New York Downtown Hospital allegedly received illegal payments on claims for alcohol treatment and unlicensed inpatient drug treatment as well as care rendered to patients who were referred unlawfully. The hospital also allegedly conspired with a for-profit out-of-state vendor of purported administrative services to send false claims to Medicaid.

Under the terms of the settlement, the hospital will return more than $12.6 million to the Medicaid program and $800,000 to the federal Medicare program.

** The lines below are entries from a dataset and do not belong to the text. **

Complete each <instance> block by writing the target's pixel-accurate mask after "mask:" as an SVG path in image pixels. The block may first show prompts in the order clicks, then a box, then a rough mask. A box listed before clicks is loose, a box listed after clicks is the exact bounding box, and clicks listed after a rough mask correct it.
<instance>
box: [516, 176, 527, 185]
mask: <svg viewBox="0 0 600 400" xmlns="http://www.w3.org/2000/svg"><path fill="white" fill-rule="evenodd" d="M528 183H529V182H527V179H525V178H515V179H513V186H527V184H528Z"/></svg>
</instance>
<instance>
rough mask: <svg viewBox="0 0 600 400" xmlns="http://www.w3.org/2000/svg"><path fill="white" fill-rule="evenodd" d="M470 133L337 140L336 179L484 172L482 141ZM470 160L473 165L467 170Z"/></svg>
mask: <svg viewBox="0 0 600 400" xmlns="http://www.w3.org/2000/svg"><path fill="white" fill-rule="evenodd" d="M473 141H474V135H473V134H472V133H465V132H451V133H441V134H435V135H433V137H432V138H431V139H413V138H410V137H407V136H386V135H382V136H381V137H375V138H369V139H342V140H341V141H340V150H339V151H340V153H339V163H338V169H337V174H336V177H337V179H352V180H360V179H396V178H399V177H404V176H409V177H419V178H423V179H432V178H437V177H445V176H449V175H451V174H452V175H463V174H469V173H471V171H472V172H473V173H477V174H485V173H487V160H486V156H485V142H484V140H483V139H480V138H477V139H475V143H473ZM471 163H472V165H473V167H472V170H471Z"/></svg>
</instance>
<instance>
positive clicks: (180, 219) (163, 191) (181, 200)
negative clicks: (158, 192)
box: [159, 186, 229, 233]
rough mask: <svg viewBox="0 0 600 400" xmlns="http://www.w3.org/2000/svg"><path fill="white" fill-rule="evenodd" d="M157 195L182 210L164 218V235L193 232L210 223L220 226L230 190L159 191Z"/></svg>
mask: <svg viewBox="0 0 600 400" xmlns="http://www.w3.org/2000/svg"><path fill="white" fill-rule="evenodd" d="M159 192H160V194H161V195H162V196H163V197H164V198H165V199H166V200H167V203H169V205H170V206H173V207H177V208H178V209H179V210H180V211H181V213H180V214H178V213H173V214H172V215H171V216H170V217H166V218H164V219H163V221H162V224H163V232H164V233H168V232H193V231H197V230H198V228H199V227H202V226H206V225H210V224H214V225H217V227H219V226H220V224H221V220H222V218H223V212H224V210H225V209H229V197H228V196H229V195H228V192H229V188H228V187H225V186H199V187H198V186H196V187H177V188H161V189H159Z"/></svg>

New York Downtown Hospital allegedly entered into an illegal patient referral scheme with SpecialCare Hospital Management Corp., an out-of-state vendor, that was disguised as an agreement for administrative services. Schneiderman alleged that the hospital paid SpecialCare a $38,500 monthly fee in exchange for referring Medicaid patients to its unlicensed unit for inpatient detoxification. Referring Medicaid patients for a fee is a violation of state and federal anti-kickback laws as well as Medicaid regulations.

Additionally, state law requires that a hospital obtain an operating certificate from the New York Office of Alcohol and Substance Abuse Services before it can operate a discrete unit to provide chemical dependency services or treatment. A facility can also meet state requirements by holding itself out to the public in a manner indicating chemical dependency program, treatment or service availability.

Schneiderman also alleged that New York Downtown Hospital marketed and provided the services for inpatient detoxification despite not having an operating license to do so, representing a violation of state and federal anti-kickback laws through SpecialCare's referral of patients to the hospital for its New Vision program in exchange for a fee. Schneiderman's lawsuit alleged that the inpatient detoxification services the hospital provided failed to meet professionally recognized standards of care and were not medically necessary.

Whistleblowers Matthew I. Gelfand and Enrico Montaperto initially filed complaints under New York's False Claims Act, which authorizes people who have uncovered fraud against the state to file claims on its behalf. Schneiderman's Medicaid Fraud Control Unit and the United States Attorney's Office of False Claims Act followed up on the matter after the whistleblower lawsuit was filed. The two offices worked together to look into the matter and litigate the cases.